According to a new report, rates of melanoma, a deadly skin cancer, are skyrocketing. In fact, rates among young people have soared by 250-percent in the United States.
The report comes from the Centers for Disease Control and Prevention (CDC) and Vital Signs. It shows that there were more than 65,000 new cases of melanoma in 2011, or about 19.7 new cases for every 100,000 Americans.
The report broke the numbers down by race and it shows that non-Latino whites were most likely to develop the deadly skin cancer, with 24.6 cases for every 100,000 people. African-Americans were on the other end of the spectrum, with just 1 case for every 100,000 people.

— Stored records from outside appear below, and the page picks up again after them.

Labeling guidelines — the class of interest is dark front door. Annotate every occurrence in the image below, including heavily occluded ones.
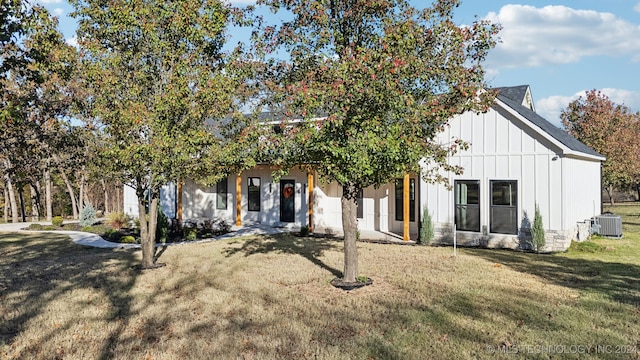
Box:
[280,180,296,222]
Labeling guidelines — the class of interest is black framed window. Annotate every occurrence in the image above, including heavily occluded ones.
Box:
[216,178,228,210]
[396,179,416,221]
[454,180,480,232]
[489,180,518,235]
[247,177,260,211]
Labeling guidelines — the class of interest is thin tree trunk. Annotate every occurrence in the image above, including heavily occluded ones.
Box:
[342,193,358,283]
[44,167,53,221]
[100,179,109,214]
[3,158,19,223]
[607,185,613,205]
[29,185,40,221]
[18,185,27,222]
[2,183,9,224]
[78,169,86,214]
[58,166,78,219]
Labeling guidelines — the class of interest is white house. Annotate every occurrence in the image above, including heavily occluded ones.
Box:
[125,85,604,251]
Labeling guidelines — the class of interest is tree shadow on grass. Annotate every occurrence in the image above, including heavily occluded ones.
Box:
[466,249,640,307]
[225,233,342,277]
[0,233,138,358]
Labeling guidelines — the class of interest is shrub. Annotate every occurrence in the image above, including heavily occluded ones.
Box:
[120,235,137,244]
[27,224,44,230]
[569,241,606,253]
[418,206,435,245]
[109,231,122,242]
[80,205,96,227]
[51,216,64,228]
[531,204,546,252]
[182,226,198,241]
[89,224,109,234]
[156,206,169,244]
[107,212,129,230]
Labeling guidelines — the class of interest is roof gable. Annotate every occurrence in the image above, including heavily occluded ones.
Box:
[497,92,605,160]
[495,85,536,111]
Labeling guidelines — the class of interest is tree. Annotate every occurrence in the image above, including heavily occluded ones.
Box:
[560,89,640,204]
[0,0,76,221]
[71,0,254,268]
[256,0,499,283]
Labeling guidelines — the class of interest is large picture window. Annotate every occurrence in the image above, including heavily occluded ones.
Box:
[454,180,480,232]
[247,177,260,211]
[396,179,416,221]
[490,180,518,235]
[216,178,228,210]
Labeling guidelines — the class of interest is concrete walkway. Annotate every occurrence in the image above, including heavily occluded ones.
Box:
[0,221,300,249]
[0,221,415,249]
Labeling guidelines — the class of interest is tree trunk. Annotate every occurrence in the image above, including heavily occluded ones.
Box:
[342,193,358,283]
[58,166,78,219]
[4,158,19,223]
[78,169,86,214]
[29,185,40,221]
[136,187,158,269]
[44,167,53,221]
[2,183,9,224]
[18,185,27,222]
[607,185,613,205]
[100,179,109,214]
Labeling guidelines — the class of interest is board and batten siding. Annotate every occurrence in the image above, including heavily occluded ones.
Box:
[420,103,600,249]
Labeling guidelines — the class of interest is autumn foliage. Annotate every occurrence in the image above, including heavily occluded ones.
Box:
[561,90,640,202]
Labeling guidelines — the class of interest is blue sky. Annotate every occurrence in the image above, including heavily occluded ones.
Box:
[37,0,640,126]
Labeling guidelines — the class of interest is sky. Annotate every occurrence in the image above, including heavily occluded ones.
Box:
[36,0,640,127]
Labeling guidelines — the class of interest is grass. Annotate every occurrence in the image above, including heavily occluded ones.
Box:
[0,207,640,359]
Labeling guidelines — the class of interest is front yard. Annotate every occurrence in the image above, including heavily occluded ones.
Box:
[0,206,640,359]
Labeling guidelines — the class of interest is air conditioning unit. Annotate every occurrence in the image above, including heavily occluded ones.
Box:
[596,214,622,238]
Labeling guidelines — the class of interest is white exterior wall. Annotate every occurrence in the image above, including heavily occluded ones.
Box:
[420,104,600,250]
[182,166,309,226]
[314,181,420,234]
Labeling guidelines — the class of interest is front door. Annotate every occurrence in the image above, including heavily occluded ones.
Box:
[280,180,296,222]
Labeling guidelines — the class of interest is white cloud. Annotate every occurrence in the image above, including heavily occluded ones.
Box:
[486,5,640,67]
[536,88,640,127]
[65,36,78,47]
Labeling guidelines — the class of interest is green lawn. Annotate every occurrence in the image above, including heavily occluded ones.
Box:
[0,206,640,359]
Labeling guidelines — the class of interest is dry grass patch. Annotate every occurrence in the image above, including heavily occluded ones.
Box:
[0,229,640,359]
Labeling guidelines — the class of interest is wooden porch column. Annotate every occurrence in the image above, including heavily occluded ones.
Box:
[236,174,242,226]
[176,178,182,223]
[402,174,410,241]
[307,171,313,232]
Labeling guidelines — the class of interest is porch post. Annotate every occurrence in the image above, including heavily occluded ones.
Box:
[236,173,242,226]
[307,171,313,232]
[176,178,182,223]
[402,174,410,241]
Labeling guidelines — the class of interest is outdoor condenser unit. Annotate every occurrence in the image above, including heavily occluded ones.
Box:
[596,214,622,238]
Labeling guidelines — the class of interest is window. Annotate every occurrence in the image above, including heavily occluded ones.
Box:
[356,189,364,219]
[490,180,518,235]
[216,178,228,210]
[396,179,416,221]
[247,177,260,211]
[454,180,480,232]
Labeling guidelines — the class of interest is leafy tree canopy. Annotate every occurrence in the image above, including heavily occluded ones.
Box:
[248,0,500,282]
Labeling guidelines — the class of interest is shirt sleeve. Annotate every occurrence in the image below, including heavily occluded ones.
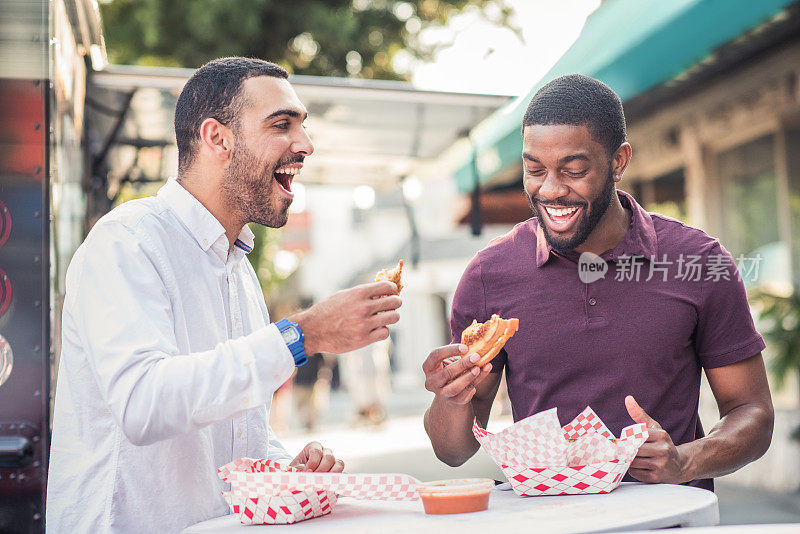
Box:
[450,255,507,373]
[64,221,294,445]
[695,242,766,369]
[267,425,294,465]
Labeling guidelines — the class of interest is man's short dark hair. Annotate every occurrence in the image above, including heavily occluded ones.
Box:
[175,57,289,172]
[522,74,625,156]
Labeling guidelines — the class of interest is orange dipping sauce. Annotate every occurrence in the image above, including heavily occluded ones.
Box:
[417,478,494,514]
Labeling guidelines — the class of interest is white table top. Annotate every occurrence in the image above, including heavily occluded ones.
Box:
[183,482,719,534]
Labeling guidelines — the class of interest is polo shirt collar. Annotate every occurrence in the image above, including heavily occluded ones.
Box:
[536,190,658,267]
[158,178,255,253]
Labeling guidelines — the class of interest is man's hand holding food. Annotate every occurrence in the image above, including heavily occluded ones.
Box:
[289,441,344,473]
[422,343,492,404]
[625,395,693,484]
[289,281,403,354]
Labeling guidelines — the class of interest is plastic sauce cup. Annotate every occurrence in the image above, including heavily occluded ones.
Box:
[417,478,494,514]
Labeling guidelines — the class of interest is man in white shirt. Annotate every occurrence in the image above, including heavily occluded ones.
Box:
[46,58,401,534]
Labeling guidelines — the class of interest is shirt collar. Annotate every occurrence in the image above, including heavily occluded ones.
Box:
[158,178,255,252]
[536,190,657,267]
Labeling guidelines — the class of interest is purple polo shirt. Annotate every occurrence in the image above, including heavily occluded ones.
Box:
[450,191,765,490]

The report also showed that, until age 49, women are more likely to be diagnosed with melanoma than men. After that age, men are more likely to be diagnosed than women.
The most startling statistic involves young people, who are now more likely than ever before to overexpose themselves to the sun or visit tanning salons. The report revealed that young women (aged 15 to 39) accounted for two-thirds of the melanoma cases diagnosed in 2011.
“It’s one of the most common cancers that young women get, next to breast cancer, and more emphasis needs to be put on melanoma,” notes Dr. Peter Lee, a melanoma specialist based at the University of Minnesota. “People still go to the tanning booth…research here at the university showed that if you go to the tanning booth 10 times, it increases your risk for melanoma four or five fold.”
Looking forward, Lee believes it may be time to look for links between young women and melanoma. “You wonder if estrogen has an impact,” he said. “When you look at data from 20 years ago, or even 30 years ago, when tanning booths were not as popular, you still see an increase in women in that age group.”